白哈尔福特酋长是一个英俊、黝黑、骨骼硬朗的男人,有着蓬乱的黑发,几乎不识字,被分配给布莱克上尉担任助理情报官。他最早的记忆是关于一个地质学家。他声称,他的家族是人类探矿杖——每次他们搭起帐篷,就会钻一口油井,每次钻出石油,他们就被迫收拾行李搬家。很快,整个钻井队都跟着他们转,公司合并只是为了减少派给他们的人数,他们总是处于移动中,从未在一个地方待过超过一周。当他们试图停下来时,甚至在展开毯子之前就被赶走了。唯一的幸存者就是白哈尔福特酋长本人,被征兵局及时救下。约塞连知道他在撒谎,但没有打断他。

中队生活与关键行动

白哈尔福特酋长与丹尼卡医生同住一个斑驳的灰色帐篷,他既害怕又鄙视丹尼卡医生。他向丹尼卡医生挑战印第安式摔跤,威胁要死于肺炎,使这位飞行外科医生始终处于恐惧之中。同样,在奥尔与阿普尔比乒乓球斗殴后军官俱乐部的醉酒斗殴中,他毫无预兆地转身,一拳正中穆德斯上校的鼻子——这一举动让德雷德尔将军感到如此愉悦,以至于他命令将白哈尔福特酋长搬到丹尼卡医生的帐篷里,以便保持他良好的身体状况,以便将军随时想让他再次殴打女婿。有时德雷德尔将军会特意从联队司令部下来,只为让白哈尔福特酋长揍穆德斯上校的鼻子。
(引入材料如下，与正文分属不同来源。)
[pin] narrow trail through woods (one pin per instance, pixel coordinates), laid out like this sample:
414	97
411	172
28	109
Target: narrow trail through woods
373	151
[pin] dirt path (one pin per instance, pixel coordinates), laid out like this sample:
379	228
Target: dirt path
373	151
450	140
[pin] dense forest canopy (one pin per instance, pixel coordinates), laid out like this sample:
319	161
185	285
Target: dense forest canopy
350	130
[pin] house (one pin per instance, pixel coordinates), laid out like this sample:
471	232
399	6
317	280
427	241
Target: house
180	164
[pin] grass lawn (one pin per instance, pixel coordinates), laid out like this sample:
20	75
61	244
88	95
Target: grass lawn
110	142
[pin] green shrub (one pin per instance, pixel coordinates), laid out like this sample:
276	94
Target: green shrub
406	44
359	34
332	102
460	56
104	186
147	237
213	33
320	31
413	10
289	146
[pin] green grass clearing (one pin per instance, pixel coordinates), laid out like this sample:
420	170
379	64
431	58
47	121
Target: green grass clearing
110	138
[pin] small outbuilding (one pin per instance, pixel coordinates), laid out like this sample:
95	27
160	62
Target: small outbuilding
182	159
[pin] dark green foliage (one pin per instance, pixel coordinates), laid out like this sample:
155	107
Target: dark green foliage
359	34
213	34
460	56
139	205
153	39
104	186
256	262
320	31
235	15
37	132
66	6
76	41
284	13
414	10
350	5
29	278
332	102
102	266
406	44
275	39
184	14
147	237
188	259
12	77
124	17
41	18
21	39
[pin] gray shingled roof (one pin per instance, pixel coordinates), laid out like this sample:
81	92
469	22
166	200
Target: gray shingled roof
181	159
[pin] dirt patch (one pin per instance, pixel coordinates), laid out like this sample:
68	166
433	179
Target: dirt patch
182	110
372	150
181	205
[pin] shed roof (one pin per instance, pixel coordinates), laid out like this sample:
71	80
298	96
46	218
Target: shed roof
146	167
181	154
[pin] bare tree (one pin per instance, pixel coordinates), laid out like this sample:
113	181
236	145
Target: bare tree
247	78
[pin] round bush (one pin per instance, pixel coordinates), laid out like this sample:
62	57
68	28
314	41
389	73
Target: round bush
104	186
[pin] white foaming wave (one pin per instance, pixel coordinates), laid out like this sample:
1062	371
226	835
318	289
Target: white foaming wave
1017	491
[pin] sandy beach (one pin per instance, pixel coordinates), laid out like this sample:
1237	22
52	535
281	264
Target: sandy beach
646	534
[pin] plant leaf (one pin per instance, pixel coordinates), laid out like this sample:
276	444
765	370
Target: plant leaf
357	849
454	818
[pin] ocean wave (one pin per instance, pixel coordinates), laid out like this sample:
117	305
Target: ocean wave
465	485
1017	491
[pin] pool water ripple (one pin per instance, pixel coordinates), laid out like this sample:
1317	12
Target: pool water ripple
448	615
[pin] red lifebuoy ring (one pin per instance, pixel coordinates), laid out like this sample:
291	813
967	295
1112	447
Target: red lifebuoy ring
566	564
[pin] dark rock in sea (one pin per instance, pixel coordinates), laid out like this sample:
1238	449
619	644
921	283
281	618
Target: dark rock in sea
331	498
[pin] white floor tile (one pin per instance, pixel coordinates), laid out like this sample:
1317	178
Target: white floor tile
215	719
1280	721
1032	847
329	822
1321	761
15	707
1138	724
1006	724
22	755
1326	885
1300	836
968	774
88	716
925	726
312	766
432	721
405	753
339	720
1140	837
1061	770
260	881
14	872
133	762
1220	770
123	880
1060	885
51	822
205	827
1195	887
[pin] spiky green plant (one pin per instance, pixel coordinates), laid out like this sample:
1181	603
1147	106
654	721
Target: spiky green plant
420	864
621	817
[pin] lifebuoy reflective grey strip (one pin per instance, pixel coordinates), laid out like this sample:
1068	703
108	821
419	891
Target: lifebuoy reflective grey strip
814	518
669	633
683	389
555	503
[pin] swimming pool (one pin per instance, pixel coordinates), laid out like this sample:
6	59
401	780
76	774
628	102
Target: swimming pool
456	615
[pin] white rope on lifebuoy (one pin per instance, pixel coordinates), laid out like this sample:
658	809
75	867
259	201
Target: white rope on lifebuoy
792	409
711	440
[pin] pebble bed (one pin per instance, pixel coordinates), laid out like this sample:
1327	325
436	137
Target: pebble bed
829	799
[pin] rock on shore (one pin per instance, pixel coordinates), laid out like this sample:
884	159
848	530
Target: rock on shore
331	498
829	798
白哈尔福特酋长更愿意留在与弗卢姆上尉合住的拖车里,弗卢姆上尉是沉默、受困扰的中队公关官,白哈尔福特酋长通过一天晚上踮脚走到他的小床前,嘶嘶地说要割断他的喉咙来恐吓他。作为回应,弗卢姆上尉抛弃了他的拖车,像疯了的隐士一样住在树林里,吃野浆果,从后门溜进食堂,直到白哈尔福特酋长最终死于肺炎。

关系与冲突

白哈尔福特酋长与丹尼卡医生的关系纯粹是对抗性的。他认为丹尼卡医生疯了,竟然不拿起铲子开始在他的小床下挖石油。而丹尼卡医生则无法忍受室友的陪伴,每当白哈尔福特酋长醉醺醺地跌进帐篷时,他就把椅子搬到帐篷外面。白哈尔福特酋长与饥饿乔的关系也很紧张,饥饿乔刺耳的噩梦让他毛骨悚然;他常常希望有人能踮脚走进饥饿乔的帐篷,把赫普尔的猫从他脸上拿开,然后割断他的喉咙,这样中队里的每个人都能睡个好觉。尽管名声可怕,白哈尔福特酋长在弗卢姆上尉从一个开朗外向的人变成一个沉思内向的人后,几乎对他产生了好感,自豪地将新的弗卢姆上尉视为自己的作品。他从未真正打算割断弗卢姆上尉的喉咙;威胁这样做只是他开玩笑的方式,就像死于肺炎、揍穆德斯上校的鼻子或向丹尼卡医生挑战印第安式摔跤一样。

变化与结局

随着寒冷天气的到来,白哈尔福特酋长感到寒冷,并开始计划搬到医院去死于肺炎。他胸口疼痛,慢性咳嗽,威士忌也不再能让他暖和起来。最不祥的预兆是弗卢姆上尉搬回了他的拖车——这是一个明确无误的迹象。约塞连试图通过争辩说弗卢姆上尉如果在这种天气里试图住在树林里会冻死来让他振作起来,但白哈尔福特酋长固执地不同意,用神秘的洞察力敲着额头:“他知道些什么。他知道我该死于肺炎了,这就是他知道的。”丹尼卡医生,现在自己也被正式宣布死亡,不被允许行医,只能悲伤地坐在阴影中。白哈尔福特酋长小心地将威士忌倒入三个空洗发水瓶中,把它们存放在他的帆布背包里,然后前往医院,在那里他确实死于肺炎。他的死造成了一个空缺,纳特利申请填补,从而引发了一系列事件,最终导致纳特利自己的死亡。

主题意义

白哈尔福特酋长体现了小说对美国资本主义、种族主义和战争荒谬逻辑的批判。他的家族被石油公司追逐的故事是一个黑暗喜剧的寓言,关于剥夺和剥削,其中本应是家园的土地变成了迫使他们永久流亡的商品。他死于肺炎的决心是一种反常的自主行为——在一个已经夺走一切的系统里,重新掌控自己身体和命运的方式。他作为德雷德尔将军羞辱穆德斯上校的工具的角色,突显了军事等级制度的任意性和虐待狂性质,在那里,一个一半血统的印第安人可以被用作对付上校的武器,仅仅因为取悦了将军。而他的死,像小说中许多其他死亡一样,不是英雄的牺牲,而是一个由远超他控制的力量塑造的生命的严峻、不可避免的结局。